Netflix co-founder and chair Reed Hastings is stepping down from the streaming service he helped establish nearly three decades ago. This decision comes as Netflix recovers from the loss of a $72 billion deal with Warner Bros. Discovery. In a recent letter to investors, Netflix announced that Hastings will not seek re-election at the upcoming annual meeting in June, opting to focus on philanthropic endeavors and other interests.
Following the news of Hastings’ departure, Netflix’s stock experienced an approximately eight percent drop. Hastings is recognized for his role in transforming how movies and television content are delivered to households, disrupting the traditional Hollywood business model.
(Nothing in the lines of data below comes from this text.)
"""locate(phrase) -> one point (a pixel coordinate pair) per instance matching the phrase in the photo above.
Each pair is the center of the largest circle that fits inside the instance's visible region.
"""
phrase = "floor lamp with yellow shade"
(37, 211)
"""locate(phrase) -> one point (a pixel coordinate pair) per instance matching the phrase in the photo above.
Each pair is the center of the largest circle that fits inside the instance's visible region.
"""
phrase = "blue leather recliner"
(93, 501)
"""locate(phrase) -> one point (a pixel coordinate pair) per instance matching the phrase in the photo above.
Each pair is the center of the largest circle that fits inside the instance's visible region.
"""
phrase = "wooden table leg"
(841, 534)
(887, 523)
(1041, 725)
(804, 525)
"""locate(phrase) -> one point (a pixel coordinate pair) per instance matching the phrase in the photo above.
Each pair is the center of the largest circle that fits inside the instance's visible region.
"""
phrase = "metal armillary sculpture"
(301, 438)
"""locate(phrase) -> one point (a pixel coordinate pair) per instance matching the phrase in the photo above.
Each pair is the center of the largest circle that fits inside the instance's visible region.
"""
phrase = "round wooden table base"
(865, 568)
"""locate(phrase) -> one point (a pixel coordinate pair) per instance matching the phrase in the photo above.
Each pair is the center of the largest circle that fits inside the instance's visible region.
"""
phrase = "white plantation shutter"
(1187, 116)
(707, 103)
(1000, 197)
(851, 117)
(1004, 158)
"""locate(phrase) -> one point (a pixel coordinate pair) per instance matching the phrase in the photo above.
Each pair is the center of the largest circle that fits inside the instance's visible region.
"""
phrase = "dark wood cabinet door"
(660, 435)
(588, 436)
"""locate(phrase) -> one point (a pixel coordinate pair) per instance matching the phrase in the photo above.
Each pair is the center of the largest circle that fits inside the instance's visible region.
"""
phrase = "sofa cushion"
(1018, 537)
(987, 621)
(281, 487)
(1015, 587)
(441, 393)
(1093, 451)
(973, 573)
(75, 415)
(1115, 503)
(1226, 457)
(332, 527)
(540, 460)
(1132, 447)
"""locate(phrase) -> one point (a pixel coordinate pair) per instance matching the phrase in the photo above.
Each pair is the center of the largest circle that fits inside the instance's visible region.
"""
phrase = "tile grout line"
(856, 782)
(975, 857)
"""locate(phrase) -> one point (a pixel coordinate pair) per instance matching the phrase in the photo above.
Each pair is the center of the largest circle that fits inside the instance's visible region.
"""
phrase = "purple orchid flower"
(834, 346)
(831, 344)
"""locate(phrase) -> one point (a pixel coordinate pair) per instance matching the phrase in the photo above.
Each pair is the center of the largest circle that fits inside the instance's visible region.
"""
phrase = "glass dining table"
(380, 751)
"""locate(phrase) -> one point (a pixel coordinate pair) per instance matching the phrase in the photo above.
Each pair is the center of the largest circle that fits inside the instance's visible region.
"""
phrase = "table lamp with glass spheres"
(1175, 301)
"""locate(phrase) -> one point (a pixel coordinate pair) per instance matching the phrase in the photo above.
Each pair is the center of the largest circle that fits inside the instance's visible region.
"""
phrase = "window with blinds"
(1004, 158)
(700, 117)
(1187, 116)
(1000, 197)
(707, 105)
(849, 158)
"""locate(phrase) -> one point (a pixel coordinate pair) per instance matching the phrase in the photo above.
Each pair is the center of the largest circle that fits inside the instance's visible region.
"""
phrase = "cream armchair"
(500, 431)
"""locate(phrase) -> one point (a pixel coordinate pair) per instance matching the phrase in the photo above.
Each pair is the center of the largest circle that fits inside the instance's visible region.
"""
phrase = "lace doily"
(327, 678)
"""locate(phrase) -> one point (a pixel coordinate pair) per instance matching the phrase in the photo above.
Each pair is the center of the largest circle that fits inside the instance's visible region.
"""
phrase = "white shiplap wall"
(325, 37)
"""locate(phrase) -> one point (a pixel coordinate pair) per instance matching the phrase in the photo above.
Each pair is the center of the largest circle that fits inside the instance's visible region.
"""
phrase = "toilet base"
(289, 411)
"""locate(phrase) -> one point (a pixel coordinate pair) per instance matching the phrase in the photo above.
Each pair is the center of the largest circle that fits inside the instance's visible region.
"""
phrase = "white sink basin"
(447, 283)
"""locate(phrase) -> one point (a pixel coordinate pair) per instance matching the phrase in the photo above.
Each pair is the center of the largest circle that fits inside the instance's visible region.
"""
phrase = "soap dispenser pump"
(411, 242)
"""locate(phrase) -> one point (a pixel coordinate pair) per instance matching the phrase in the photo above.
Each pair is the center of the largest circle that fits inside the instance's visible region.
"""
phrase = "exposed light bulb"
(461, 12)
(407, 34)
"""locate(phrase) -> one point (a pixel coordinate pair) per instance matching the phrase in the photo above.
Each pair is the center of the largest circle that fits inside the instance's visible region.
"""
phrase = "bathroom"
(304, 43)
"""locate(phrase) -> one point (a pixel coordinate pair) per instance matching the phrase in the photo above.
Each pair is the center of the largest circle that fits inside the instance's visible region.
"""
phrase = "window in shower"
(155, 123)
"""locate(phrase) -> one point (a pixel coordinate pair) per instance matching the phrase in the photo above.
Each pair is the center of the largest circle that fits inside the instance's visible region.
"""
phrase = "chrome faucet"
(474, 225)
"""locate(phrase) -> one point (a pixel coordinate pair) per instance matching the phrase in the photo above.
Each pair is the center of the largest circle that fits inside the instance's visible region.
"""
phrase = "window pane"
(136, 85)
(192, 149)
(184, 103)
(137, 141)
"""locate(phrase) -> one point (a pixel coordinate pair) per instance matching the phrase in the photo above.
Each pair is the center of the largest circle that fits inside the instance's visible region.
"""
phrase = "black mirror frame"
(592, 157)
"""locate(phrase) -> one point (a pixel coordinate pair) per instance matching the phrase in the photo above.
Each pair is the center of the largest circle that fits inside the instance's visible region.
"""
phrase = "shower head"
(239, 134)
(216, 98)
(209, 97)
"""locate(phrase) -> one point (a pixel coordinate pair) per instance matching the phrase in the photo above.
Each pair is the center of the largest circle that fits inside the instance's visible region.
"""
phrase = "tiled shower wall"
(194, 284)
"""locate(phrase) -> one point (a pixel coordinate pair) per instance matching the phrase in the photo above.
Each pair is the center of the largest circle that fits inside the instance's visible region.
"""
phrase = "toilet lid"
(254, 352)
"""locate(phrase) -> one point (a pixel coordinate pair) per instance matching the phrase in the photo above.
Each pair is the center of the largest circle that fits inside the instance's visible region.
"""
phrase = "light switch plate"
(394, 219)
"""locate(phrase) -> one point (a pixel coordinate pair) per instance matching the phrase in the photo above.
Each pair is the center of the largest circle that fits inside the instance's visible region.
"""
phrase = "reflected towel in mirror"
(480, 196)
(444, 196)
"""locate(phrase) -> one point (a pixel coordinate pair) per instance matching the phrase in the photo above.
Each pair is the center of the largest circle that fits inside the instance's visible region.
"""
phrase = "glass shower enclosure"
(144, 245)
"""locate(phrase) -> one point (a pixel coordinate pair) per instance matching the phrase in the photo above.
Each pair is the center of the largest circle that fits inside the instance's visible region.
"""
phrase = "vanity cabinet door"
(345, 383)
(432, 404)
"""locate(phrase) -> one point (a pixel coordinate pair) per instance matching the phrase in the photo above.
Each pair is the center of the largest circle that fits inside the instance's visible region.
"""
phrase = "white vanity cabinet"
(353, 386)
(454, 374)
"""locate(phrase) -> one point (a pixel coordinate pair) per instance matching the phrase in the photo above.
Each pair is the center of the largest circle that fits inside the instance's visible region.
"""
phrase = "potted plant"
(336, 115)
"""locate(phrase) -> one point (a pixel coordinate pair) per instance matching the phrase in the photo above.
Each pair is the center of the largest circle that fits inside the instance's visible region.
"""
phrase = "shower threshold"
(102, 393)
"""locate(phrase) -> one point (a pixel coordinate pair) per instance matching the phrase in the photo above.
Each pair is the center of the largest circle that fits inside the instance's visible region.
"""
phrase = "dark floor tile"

Despite the financial stability in the first quarter, media analyst Richard Greenfield from LightShed Partners noted that Hastings’ exit has unsettled investors. Netflix reiterated its commitment to its mission of entertaining a global audience with diverse content, spanning various tastes, cultures, and languages. The company’s financial outlook for the year remains unchanged.
Netflix did not disclose its plans for the $2.8 billion termination fee received after the failed Warner Bros. deal. Earnings per share for the first quarter rose to $1.23, up from 66 cents in the same period last year, with revenue reaching $12.25 billion, surpassing analyst expectations.
Emphasizing future growth opportunities, Netflix highlighted investments in expanding its entertainment offerings through video podcasts and live events like the World Baseball Classic in Japan. The company aims to enhance user experience through technological advancements and boost monetization, targeting a doubling of advertising revenue to $3 billion in 2026 compared to the previous year.